Darktrace integration with ArcSight
I know of one customer who has DarkTrace and ArcSight but hasn't integrated them - and has no plan to integrate either. Mainly due to the nature of the teams that use both sets of solutions.
What is it that you are looking to do and what are the things you are trying to solve?
Oh, sorry, I spoke too soon - seems that they have added CEF support! Its only a press release, but you might want to look at DarkTrace directly and check their documentation (I cant get to it) and see how to do this:
When is DarkTrace going to supported by ArcSight? I'm going to integrate it alerting and develop some use cases based on events. By the way, I guess it may need flex for parse the logs. Am I right ?
Yes, a Flex will be required.
As for when? Thats a good question. What we see is a very small section of customers have DarkTrace and as a result, demand is low. If you want to increase the priority, the best thing to do is raise a support ticket - I know it sounds like an odd thing, but its actually quite a good process. Raise a ticket asking for support for DarkTrace. Support then raise an enhancement request (using Jira) and then the R&D team then collates all of this into priorities.

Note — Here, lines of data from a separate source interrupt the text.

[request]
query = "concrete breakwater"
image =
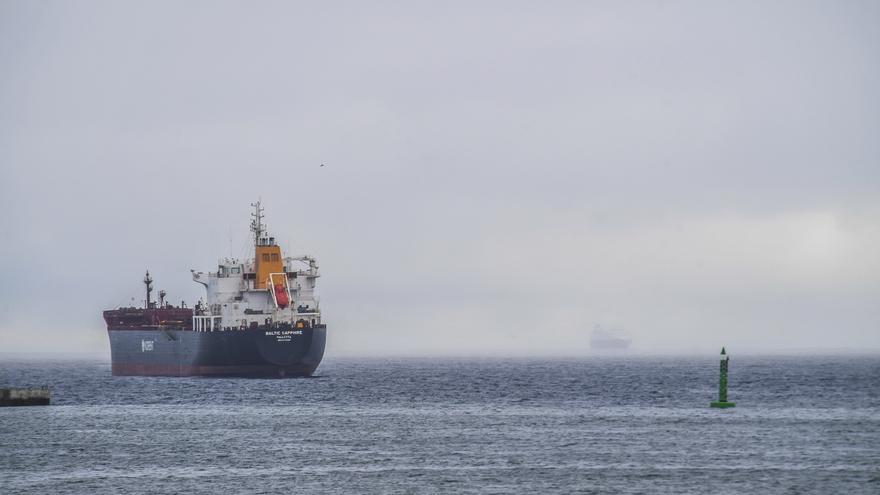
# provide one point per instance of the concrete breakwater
(24, 396)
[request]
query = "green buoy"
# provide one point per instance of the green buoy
(722, 384)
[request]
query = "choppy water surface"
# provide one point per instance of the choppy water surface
(598, 425)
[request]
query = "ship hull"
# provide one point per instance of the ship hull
(256, 352)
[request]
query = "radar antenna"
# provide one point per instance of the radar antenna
(257, 226)
(148, 281)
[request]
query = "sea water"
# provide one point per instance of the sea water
(592, 425)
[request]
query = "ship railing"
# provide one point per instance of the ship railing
(207, 323)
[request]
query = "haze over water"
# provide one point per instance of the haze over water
(499, 176)
(611, 425)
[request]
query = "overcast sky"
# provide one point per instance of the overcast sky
(500, 176)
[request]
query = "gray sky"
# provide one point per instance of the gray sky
(500, 176)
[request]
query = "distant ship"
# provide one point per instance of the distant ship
(609, 339)
(261, 318)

If there is demand, they will get it done. But do also put some pressure on DarkTrace too. They are a small and nimble organization who can react pretty quickly, so I wouldnt be surprised if they already have something too.
I have submitted my parser file to hp for validation and Hp updated the syslog daemon with it. So simply you can use Darktrace Syslog now. 😄
Darktrace already support output in CEF, so you can just use that format to send as syslog to a connector, and it should work out of the box 🙂
This is also mentioned by Darktrace on their website as well, that it already is compatible with all the major SIEMS (including ArcSight)
All topics and replies made is based on my personal opinion, viewpoint and experience, it does not represent the viewpoints of MicroFocus.
All replies is based on best effort, and can not be taken as official support replies.